In January, Israel will become the first country in the world to give people who sign their organ donor cards points pushing them up the transplant list should they one day need a transplant. Points will also be given to transplant candidates whose first-degree relatives have signed their organ donor cars or whose first-degree relatives were organ donors.
In the case of kidneys, for example, two points (on a 0-18 point scale) will be given if the candidate had three or more years previous to being listed signed their organ card. One point will be given if a first-degree relative had signed and 3.5 points if a first-degree relative had previously donated.

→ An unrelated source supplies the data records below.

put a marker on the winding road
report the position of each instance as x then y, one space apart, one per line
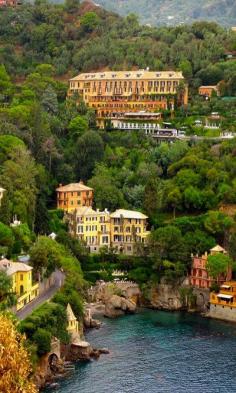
44 297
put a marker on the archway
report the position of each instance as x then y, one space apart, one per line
53 362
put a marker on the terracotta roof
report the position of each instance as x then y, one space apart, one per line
208 87
70 314
217 248
73 187
128 214
140 74
13 267
87 210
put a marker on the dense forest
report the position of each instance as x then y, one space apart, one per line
165 12
47 139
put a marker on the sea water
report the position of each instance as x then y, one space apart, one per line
155 351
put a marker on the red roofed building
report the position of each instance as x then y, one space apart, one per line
199 276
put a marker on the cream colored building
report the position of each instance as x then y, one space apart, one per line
128 228
113 93
22 284
72 323
122 230
91 226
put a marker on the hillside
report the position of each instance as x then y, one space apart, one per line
85 37
159 12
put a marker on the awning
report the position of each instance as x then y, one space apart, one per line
222 296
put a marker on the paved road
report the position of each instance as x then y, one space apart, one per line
30 307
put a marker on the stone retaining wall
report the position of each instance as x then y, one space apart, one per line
222 312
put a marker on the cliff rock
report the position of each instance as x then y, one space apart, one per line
117 305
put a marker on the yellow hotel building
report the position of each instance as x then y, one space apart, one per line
22 285
122 230
113 93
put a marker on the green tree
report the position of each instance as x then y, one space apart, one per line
18 177
150 202
7 297
77 126
89 21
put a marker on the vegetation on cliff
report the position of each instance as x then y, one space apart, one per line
15 368
159 12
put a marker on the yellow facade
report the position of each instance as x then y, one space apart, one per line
114 93
226 296
72 323
22 285
90 226
74 195
128 228
122 230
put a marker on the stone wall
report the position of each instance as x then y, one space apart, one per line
225 313
165 297
202 298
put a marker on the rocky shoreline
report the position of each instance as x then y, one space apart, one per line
110 300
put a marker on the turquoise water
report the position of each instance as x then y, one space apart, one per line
156 351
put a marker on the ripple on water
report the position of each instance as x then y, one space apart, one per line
159 352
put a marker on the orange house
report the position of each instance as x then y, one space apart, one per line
206 91
74 195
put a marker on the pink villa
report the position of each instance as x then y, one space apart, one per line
199 276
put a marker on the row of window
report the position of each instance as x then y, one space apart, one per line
89 228
93 239
73 193
155 105
118 221
127 239
127 85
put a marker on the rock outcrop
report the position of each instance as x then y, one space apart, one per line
117 305
165 297
89 321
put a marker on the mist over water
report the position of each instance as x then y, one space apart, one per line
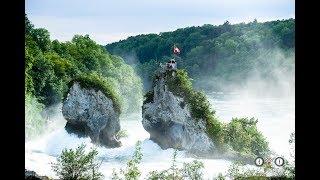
275 119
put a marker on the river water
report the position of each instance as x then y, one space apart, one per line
276 117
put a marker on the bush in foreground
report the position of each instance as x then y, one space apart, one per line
77 165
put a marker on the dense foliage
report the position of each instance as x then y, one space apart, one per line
77 164
192 170
240 134
225 52
52 65
180 85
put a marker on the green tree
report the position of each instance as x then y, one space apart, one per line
77 164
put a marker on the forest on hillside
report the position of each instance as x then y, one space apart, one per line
50 67
231 53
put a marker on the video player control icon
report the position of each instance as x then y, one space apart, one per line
259 161
279 161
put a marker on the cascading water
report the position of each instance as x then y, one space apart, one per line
276 121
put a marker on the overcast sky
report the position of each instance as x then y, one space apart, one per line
111 20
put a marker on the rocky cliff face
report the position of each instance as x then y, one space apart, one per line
167 118
91 113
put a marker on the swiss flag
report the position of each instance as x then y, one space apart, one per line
176 50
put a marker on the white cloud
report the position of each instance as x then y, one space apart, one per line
108 21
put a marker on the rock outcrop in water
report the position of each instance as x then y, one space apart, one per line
90 113
168 120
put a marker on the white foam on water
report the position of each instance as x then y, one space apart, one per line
276 121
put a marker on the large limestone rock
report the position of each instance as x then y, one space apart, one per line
91 113
170 124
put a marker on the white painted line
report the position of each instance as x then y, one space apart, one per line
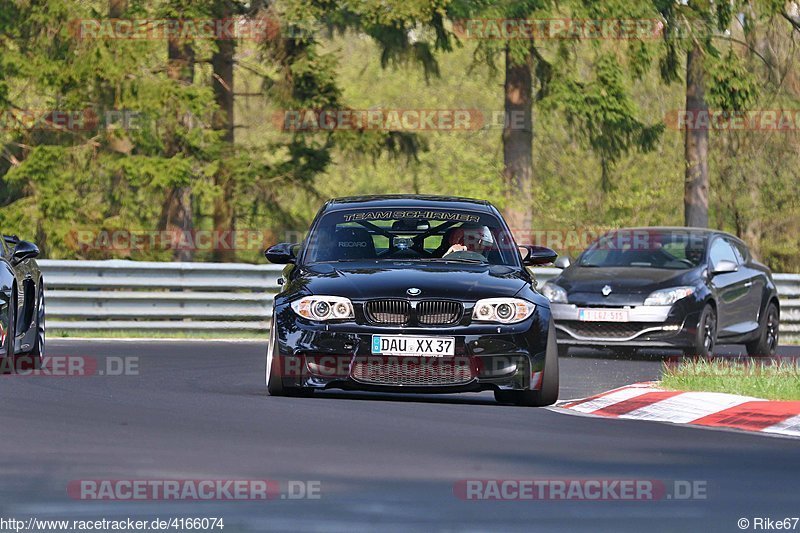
790 426
610 399
687 407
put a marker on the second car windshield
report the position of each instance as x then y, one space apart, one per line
647 249
410 234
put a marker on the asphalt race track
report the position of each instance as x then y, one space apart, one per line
199 411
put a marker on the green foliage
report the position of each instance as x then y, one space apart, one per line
599 113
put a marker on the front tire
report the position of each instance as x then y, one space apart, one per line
768 335
273 377
33 359
548 393
7 362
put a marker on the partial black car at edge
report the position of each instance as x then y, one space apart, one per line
22 310
682 288
417 294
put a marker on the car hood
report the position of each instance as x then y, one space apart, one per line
629 285
392 280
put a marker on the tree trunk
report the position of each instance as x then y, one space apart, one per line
696 186
222 66
518 145
176 211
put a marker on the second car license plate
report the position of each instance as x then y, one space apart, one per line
603 315
414 346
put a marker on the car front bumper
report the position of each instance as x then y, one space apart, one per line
648 326
338 355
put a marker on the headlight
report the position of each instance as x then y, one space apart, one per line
324 308
503 310
554 293
669 296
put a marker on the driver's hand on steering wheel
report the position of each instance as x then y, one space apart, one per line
455 248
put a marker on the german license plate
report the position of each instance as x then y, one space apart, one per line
603 315
413 346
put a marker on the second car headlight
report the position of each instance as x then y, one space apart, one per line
554 293
669 296
324 308
502 310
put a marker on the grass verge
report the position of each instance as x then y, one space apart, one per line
770 379
166 334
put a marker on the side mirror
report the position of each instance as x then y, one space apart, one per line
724 267
563 262
538 255
281 254
24 250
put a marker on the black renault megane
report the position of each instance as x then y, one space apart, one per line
666 287
416 294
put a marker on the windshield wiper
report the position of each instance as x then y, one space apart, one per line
456 260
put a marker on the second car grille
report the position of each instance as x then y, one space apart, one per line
427 312
389 312
607 330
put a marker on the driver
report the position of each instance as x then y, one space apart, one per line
470 239
695 255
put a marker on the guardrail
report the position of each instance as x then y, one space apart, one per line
125 295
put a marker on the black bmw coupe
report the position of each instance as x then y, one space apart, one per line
22 312
417 294
681 288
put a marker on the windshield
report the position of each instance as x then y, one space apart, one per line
433 235
677 250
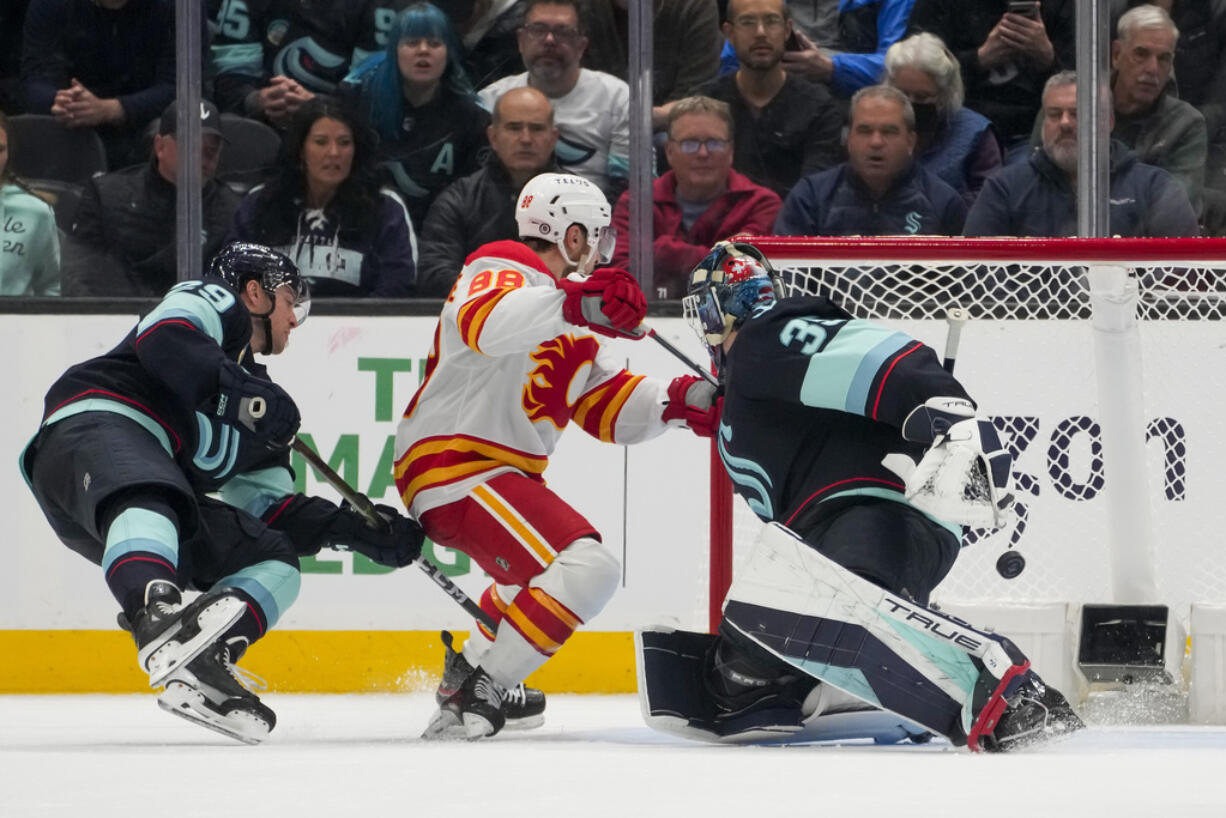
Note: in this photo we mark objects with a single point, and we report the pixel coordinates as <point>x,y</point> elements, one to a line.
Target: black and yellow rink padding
<point>302,661</point>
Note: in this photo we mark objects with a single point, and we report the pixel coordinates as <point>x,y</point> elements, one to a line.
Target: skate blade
<point>527,722</point>
<point>448,726</point>
<point>189,704</point>
<point>212,621</point>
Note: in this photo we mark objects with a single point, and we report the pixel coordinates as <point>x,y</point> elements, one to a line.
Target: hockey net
<point>1034,356</point>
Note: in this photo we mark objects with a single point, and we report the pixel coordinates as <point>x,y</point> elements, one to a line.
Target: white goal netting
<point>1047,359</point>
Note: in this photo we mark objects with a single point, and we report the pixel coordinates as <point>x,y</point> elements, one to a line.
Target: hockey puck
<point>1010,564</point>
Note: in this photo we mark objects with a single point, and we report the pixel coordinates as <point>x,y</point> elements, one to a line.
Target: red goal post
<point>1104,364</point>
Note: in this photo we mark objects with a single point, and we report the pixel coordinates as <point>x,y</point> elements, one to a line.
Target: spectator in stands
<point>1162,130</point>
<point>685,44</point>
<point>325,210</point>
<point>30,244</point>
<point>785,126</point>
<point>591,108</point>
<point>123,240</point>
<point>481,207</point>
<point>1005,57</point>
<point>101,64</point>
<point>842,43</point>
<point>956,144</point>
<point>1039,196</point>
<point>879,190</point>
<point>701,200</point>
<point>270,58</point>
<point>416,96</point>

In Entrepreneurial Economics I argued for a point allocation system like this--which I called a "no give, no take" system--as a way to increase the incentive to sign one's organ donor card. One advantage of a no-give, no take system over paying for organs is that most people find this type of system to be fair and just--those who are willing to give are the first to receive should they one day be in in need.
The new policy will be widely advertised in Israel and will be transitioned into place beginning in January. I think this new policy is very important. If organ donation rates increase in Israel, I expect that other countries will quickly follow suit.
By the way, is it peculiar that the two countries in the world with the best organ donor systems are now Israel and Iran?
Hat tip to Dave Undis whose Lifesharers group (I am an advisor) is working on implementing a similar system in the United States.